Die Feuerwehren in Kalt, Lonnig und Rüber gehen in der Mitgliederwerbung neue Wege
Rote Eimer als Löschkübel für den Notfall daheim
Kalt/Lonnig/Rüber. Die Feuerwehr hilft in (fast) allen Notlagen. Wenn es brennt, der Keller unter Wasser steht oder ein Unfallopfer im Auto eingeklemmt ist, ruft man die 112. Und man hofft, dass die Männer und Frauen in den blau-gelben Anzügen möglichst bald eintreffen und die Initiative ergreifen. Beim Warten kommen empfindet man die Minuten oft wie Stunden. Die Hilfe durch die Feuerwehr ist schon selbstverständlich geworden.
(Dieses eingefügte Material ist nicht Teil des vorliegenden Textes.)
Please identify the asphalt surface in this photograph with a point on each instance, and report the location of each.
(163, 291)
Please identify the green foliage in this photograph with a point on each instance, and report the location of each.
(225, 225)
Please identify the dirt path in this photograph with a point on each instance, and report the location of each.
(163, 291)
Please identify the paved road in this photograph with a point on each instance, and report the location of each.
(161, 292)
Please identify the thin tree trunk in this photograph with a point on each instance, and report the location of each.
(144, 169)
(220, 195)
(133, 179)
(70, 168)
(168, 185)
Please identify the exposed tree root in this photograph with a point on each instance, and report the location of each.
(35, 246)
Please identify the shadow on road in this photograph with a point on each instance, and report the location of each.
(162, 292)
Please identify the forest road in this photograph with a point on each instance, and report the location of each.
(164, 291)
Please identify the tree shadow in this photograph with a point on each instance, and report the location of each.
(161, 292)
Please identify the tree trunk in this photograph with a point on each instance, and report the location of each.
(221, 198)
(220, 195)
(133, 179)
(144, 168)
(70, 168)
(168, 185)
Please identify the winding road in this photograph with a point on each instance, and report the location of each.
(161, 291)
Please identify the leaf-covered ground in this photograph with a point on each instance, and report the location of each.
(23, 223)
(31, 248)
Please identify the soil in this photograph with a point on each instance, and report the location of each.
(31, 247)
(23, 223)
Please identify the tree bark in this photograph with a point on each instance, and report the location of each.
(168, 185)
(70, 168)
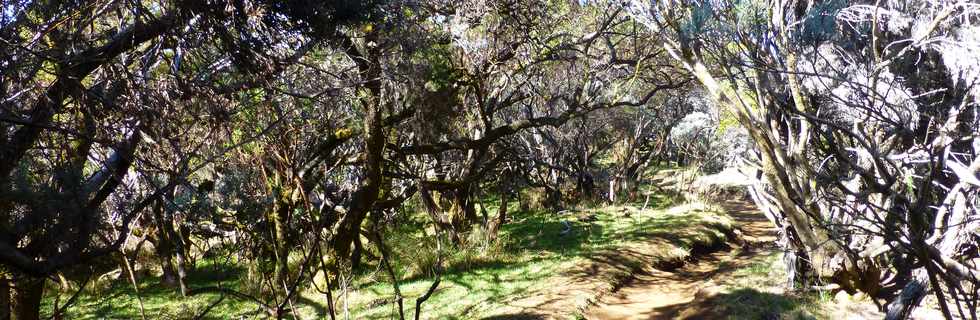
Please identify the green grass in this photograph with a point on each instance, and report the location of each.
(536, 256)
(754, 292)
(480, 280)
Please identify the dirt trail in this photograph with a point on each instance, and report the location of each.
(686, 292)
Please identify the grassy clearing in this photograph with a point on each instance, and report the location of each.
(755, 291)
(539, 268)
(532, 266)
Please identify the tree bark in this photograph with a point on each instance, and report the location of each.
(25, 302)
(4, 298)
Dabei vergisst man oft, dass es sich meistens um Freiwillige handelt, um ehrenamtliche Einsatzkräfte, die nach der Alarmierung alles stehen und liegen lassen und ausrücken, um zu helfen.
Feuerwehren suchen ehrenamtliche Helfer
In der Verbandsgemeinde Maifeld besteht die Freiwillige Feuerwehr ausschließlich aus ehrenamtlichen Kameradinnen und Kameraden, darunter Schüler, Studenten, Beamte, Handwerker, Akademiker, Landwirte und Angestellte, die sich in ihrer Freizeit für die Allgemeinheit einsetzen. Aber auch hier hält der demographische Wandel Einzug.
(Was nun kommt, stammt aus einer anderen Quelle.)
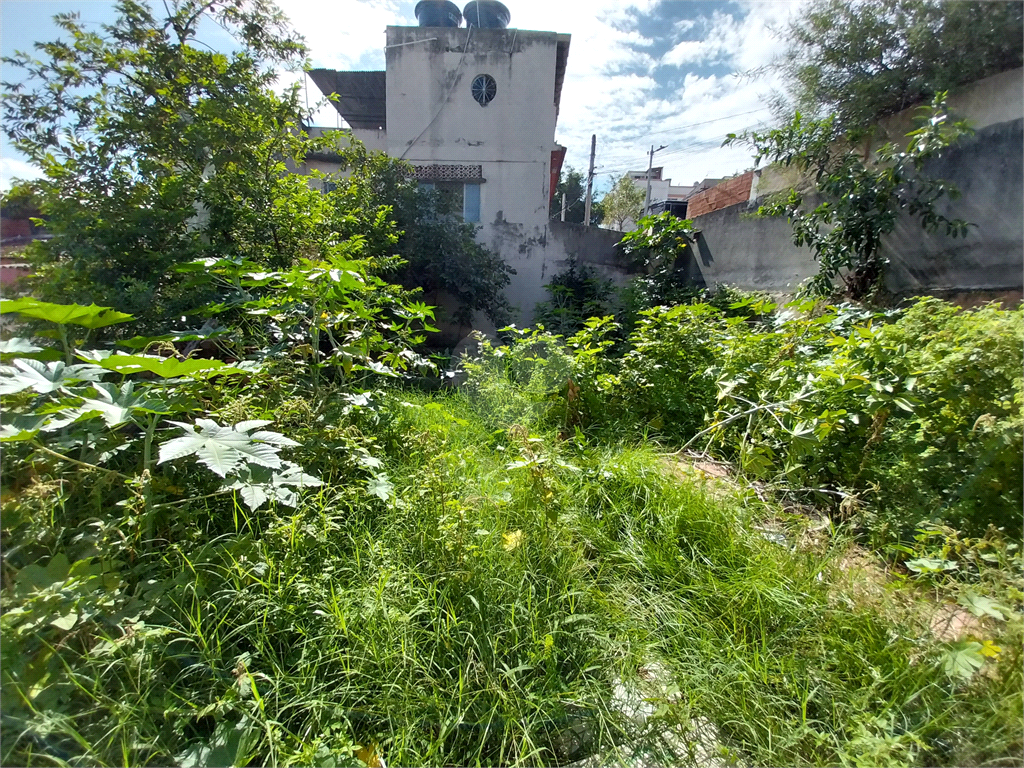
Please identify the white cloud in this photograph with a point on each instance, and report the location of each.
(613, 87)
(689, 51)
(611, 84)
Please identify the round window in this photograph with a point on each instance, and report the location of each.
(484, 89)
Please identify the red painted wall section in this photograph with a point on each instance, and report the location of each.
(729, 193)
Rote Eimer machen aufmerksam
Die Feuerwehreinheiten in Kalt, Lonnig und Rüber gehen bei der Mitgliederwerbung nun einen neuen, offensiven Weg.
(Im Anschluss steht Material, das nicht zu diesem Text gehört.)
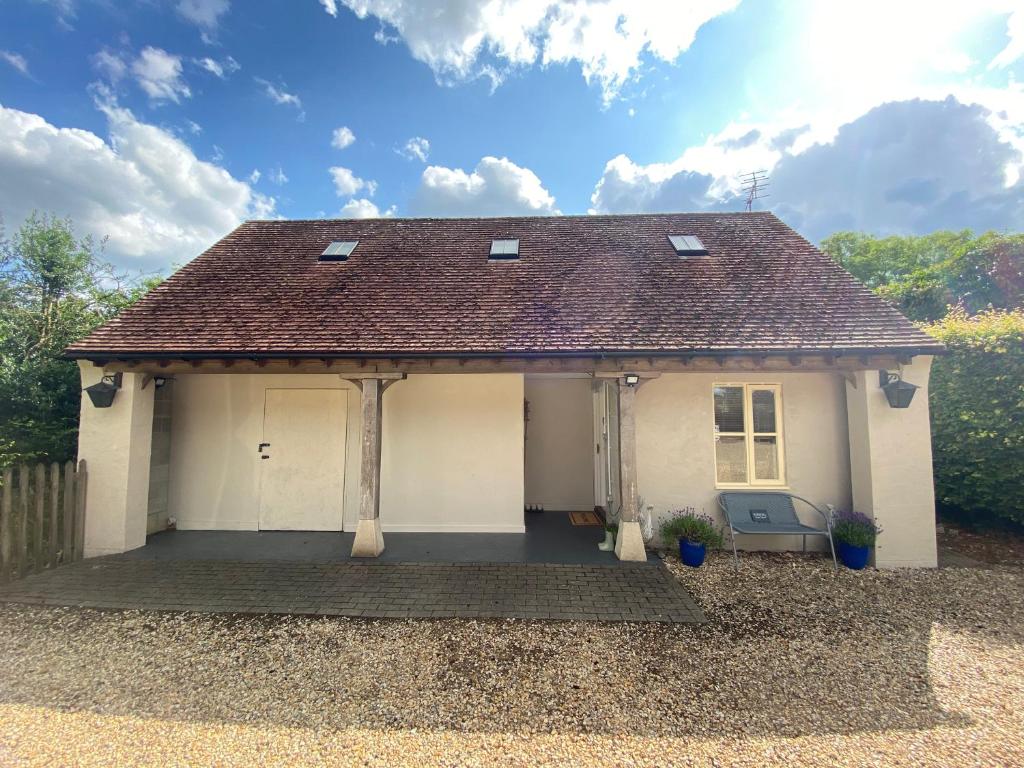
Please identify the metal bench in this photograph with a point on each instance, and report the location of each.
(769, 513)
Sie verteilen derzeit an jeden Haushalt rote Eimer mit der Aufschrift „Haushalts-Löschkübel“. Darauf steht ebenso humorvoll wie provokant: „Wenn keine Feuerwehr vor Ort ist, Löschkübel mit Wasser befüllen, Kübelkette bilden und selbst mit den Löscharbeiten beginnen“.
Damit soll auf die Problematik aufmerksam gemacht werden. Mit einem dem Eimer beigelegten Rundschreiben lädt die örtliche Feuerwehr zu einem Informationsabend ins Feuerwehrhaus ein.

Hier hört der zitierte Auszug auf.